Que conselhos dá aos recém-licenciados em medicina veterinária que estão a ter dificuldades em ingressar no mercado de trabalho?
Trabalhem algum tempo em Portugal e depois equacionem uma oportunidade no estrangeiro, onde provavelmente vão crescer muito mais na profissão. Em Inglaterra praticamente não há desemprego na área da medicina veterinária. A especialização é sempre boa ideia.
Como vê o estado atual da medicina veterinária em Portugal e no mundo?
Em geral a medicina veterinária evoluiu imenso nos últimos 20 anos e sabemos cada vez mais.
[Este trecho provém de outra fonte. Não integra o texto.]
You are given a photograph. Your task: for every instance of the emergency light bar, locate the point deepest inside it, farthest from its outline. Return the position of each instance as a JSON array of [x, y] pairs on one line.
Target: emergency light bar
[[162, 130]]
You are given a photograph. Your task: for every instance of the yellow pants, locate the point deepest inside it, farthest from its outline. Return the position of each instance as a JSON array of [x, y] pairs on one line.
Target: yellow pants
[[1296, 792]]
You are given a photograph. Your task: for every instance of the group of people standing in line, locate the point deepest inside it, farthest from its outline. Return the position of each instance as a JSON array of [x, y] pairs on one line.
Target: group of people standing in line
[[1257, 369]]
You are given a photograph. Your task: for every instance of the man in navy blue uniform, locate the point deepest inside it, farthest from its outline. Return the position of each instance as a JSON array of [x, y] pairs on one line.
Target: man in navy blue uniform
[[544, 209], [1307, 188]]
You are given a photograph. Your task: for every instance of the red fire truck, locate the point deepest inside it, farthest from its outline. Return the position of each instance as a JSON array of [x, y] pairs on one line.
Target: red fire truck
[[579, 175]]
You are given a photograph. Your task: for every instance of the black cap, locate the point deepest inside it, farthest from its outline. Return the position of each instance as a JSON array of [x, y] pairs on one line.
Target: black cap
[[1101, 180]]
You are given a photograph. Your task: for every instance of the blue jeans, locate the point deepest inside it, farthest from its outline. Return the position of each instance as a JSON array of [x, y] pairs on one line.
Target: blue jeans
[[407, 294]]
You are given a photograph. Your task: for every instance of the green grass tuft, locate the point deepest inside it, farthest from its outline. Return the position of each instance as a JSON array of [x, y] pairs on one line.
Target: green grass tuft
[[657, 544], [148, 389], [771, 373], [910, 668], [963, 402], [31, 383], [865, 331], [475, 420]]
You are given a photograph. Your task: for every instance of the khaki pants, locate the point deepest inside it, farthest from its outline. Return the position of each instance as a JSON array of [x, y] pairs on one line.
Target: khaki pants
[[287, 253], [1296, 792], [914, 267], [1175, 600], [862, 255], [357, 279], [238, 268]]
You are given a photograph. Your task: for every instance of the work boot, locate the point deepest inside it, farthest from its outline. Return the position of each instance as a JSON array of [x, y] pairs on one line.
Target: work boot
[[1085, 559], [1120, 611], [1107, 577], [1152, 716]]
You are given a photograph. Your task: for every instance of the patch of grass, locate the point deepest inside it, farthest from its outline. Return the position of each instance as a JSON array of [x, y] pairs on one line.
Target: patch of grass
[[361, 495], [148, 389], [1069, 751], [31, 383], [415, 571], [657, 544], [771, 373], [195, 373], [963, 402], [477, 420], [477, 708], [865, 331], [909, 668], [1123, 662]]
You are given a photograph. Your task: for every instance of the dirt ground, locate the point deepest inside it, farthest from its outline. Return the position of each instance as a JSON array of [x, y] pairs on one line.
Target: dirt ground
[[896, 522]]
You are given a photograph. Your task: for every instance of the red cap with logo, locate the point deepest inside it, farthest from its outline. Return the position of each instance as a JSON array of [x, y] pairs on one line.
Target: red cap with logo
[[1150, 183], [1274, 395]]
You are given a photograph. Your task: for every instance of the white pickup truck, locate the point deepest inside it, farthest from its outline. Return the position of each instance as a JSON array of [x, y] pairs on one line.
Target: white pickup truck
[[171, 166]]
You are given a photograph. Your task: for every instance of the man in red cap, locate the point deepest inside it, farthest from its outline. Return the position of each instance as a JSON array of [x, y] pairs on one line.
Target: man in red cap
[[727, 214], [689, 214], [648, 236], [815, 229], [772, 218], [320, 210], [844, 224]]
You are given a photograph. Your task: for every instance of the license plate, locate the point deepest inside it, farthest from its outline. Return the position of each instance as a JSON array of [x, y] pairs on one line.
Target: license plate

No plano da pesquisa, informação, acesso à informação, maneira como se aprende e como se implementam os novos conhecimentos e os avanços na tecnologia.
Em termos de trabalho, acho que em muitos países os salários dos médicos veterinários são muitas vezes baixos, o poder socioeconómico do cliente é também baixo, e isso tem implicações nos tratamentos disponíveis. O horário laboral é muitas vezes pouco sociável, sem deixar muito tempo livre para a família ou para o lazer, com risco de burnout. O trabalho part-time e flexível veio ajudar imenso na profissão, especialmente as mães.
Quais são os principais desafios que enfrenta na sua prática clínica diária?
Na dentisteria veterinária estamos no caminho certo e a crescer. Tenho um papel importante em educar os clientes e em dar sempre apoio e educar também os meus colegas que, quase sempre, detestam a dentisteria. A dentisteria veterinária em geral é ensinada na maioria das universidades mundiais de forma muito deficiente, por isso, aprender mais tem que ser na pós-graduação. Aqui há imensas clínicas com radiografia dentária digital e algumas têm tomografia computadorizada. Em teoria, fazemos os mesmos tratamentos dentários e de prevenção em animais e humanos: não só as destartarizações, mas também desvitalizações, restaurações, ortodontia, tratamentos periodontais, extrações dentárias e cirurgia da cabeça e pescoço (maxilectomias, mandibulectomias, reparar fraturas, cirurgia oncológica oral, cirurgia das glândulas salivares, etc.).